01 Mar 2011 @ 8:25 AM 

Published Brownsville Herald February 29, 2011

The best possible circumstances all result from free trade; the worst result from nanny government control. Those in favor of socialism often mis-describe, or just misunderstand, international trade.
A September letter to the editor from Jesse Dorsett asserted that if President Lincoln were alive today he would have added to his quote, “If you love labor, if you value the work of the American worker, then you have to hate free trade. …”
Shortly after I retired from a career with the U.S. Customs Service, where I was involved in enforcing our trade requirements, I taught a practical program in international trade at the University of Texas at Brownsville. During that program we examined and dispelled many policies such as the need to severely restrict and control trade to protect jobs.
Further, I cannot support any concept based on hate and have found that folks capable of attaching such an intense hostility find it difficult to accept reason and support acting out as a solution.
The most dangerous enemy to labor in this country is government control and standardization; not free trade!
That view of how we should relate to our neighbors would only mean isolation and encourage hostility, just as it did between England and its colonies.
The last thing we need is to bring back protectionism. It will not bring back our labor force, nor will it bring back our jobs!
The truth is that no government can create or send jobs anywhere by itself. It can only create some influences such as how import requirements are enforced, the increase or decrease of tariffs etc. Only business owners can create jobs, based on the ability to sell a product for more than it costs to make or buy it.
U.S. job loss has more to do with international trade dynamics. The prevailing theories are Heckscher and Ohlin’s theory of factor proportions: “A country that is relatively labor or finance abundant should specialize in production and export of that product that is labor or finance intensive,” and Vernon’s product cycle theory: “A country that has a comparative advantage in the production and export of an individual product changes over time as the technology of the products’ manufacture, matures.”
So, things are manufactured where it can be done most efficiently. This changes over time as the need for the product and the technology for making it change. If something can be made better and at lower cost in another country, the makers will tend to go there.
Legislatures affect how costs influence business far more than any president. Taxes, legal liabilities, entitlements and regulations all help or discourage business choices and where products are produced. Social conscience, while a necessary thing, has costs; and some of these costs make it impossible to continue some kinds of production and jobs in our economy.
Only a few years ago Germany was an economic powerhouse; however social benefits required that tax costs be increased enormously on “corporations and the rich.” This increase in socialism resulted in an unemployment rate of 15 percent and growing. The same thing happened to Ireland, which just a few years ago was the “golden choice” of the stock markets that funded higher investment and production.

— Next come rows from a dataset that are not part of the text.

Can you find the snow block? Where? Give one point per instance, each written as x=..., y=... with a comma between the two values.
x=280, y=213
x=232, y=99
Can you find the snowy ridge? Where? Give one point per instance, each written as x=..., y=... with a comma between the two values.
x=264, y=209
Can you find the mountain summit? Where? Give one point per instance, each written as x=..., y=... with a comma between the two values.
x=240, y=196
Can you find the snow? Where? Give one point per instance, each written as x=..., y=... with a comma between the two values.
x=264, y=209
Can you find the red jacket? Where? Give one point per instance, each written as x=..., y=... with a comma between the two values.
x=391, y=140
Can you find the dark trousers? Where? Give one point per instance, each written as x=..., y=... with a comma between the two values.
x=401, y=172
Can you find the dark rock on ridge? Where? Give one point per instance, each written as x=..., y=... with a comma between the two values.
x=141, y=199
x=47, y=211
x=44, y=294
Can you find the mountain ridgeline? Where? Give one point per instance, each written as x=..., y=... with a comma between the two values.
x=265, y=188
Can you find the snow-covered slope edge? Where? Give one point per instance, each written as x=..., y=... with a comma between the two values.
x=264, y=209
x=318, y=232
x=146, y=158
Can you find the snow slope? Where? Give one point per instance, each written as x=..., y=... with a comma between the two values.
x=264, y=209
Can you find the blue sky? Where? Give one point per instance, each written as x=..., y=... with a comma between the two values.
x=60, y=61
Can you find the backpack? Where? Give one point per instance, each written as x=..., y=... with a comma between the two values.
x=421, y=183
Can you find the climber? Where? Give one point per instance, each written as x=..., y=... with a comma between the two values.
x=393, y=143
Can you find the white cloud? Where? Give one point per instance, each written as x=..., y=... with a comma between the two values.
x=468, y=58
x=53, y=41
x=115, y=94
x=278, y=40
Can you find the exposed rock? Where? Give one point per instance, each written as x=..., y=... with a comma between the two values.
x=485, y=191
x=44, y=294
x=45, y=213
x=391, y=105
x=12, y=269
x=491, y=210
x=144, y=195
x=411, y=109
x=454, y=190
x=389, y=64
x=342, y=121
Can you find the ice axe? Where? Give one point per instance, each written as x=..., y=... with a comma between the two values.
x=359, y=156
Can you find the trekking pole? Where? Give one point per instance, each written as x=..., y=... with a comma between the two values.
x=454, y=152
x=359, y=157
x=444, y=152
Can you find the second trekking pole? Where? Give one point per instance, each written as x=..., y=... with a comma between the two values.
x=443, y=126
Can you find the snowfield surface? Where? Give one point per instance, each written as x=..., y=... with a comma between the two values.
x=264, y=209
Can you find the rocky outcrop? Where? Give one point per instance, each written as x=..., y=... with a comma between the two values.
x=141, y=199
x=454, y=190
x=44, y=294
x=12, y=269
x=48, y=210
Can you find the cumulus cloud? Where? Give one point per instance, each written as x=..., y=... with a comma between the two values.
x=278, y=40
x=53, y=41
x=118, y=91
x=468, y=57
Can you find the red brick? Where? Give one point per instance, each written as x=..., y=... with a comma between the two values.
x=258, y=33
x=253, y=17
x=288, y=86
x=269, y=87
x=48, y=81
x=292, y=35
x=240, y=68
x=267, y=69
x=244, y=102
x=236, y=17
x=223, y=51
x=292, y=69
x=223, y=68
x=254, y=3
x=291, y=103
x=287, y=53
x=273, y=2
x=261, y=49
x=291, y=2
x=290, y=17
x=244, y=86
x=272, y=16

We must also consider that the United States is on the precipice of reducing our number of available employees enormously in a few short years as the baby boomers retire faster than new workers can replace them. New immigrants will be necessary to just to replace those leaving the work force and to pay into the social services that support the retirees. This will require a more efficient immigration system, not more restrictions.
The bottom line is that we (not the president) are not only sending our jobs to India, China and Mexico, but we are creating a revolution to the traditional American system by creating more services and entitlements that the government must provide and more rules that companies and public institutions must follow and prove that they are following. These things have enormous costs to our ability to produce!
A last thought: I have heard a number of politicians and news people lately describing the federal retirement system as being too generous to the employees as they receive better benefits than others.
The Federal Employees Retirement System, according to former colleagues, promised to provide adequate resources for comfort in the “golden years” as living and health costs continue to rise. This estimate has proven true even in light of some recent investment issues, especially considering the complaints in the press that federal retirees are doing too well. Had we started changing the Social Security system to a similar program when it was proposed, perhaps the federal expenditures would not now be in such a mess. We need a government that will reduce government interference in our business and our personal lives. Then “We the people” can solve our problems as was contemplated those 235 years ago.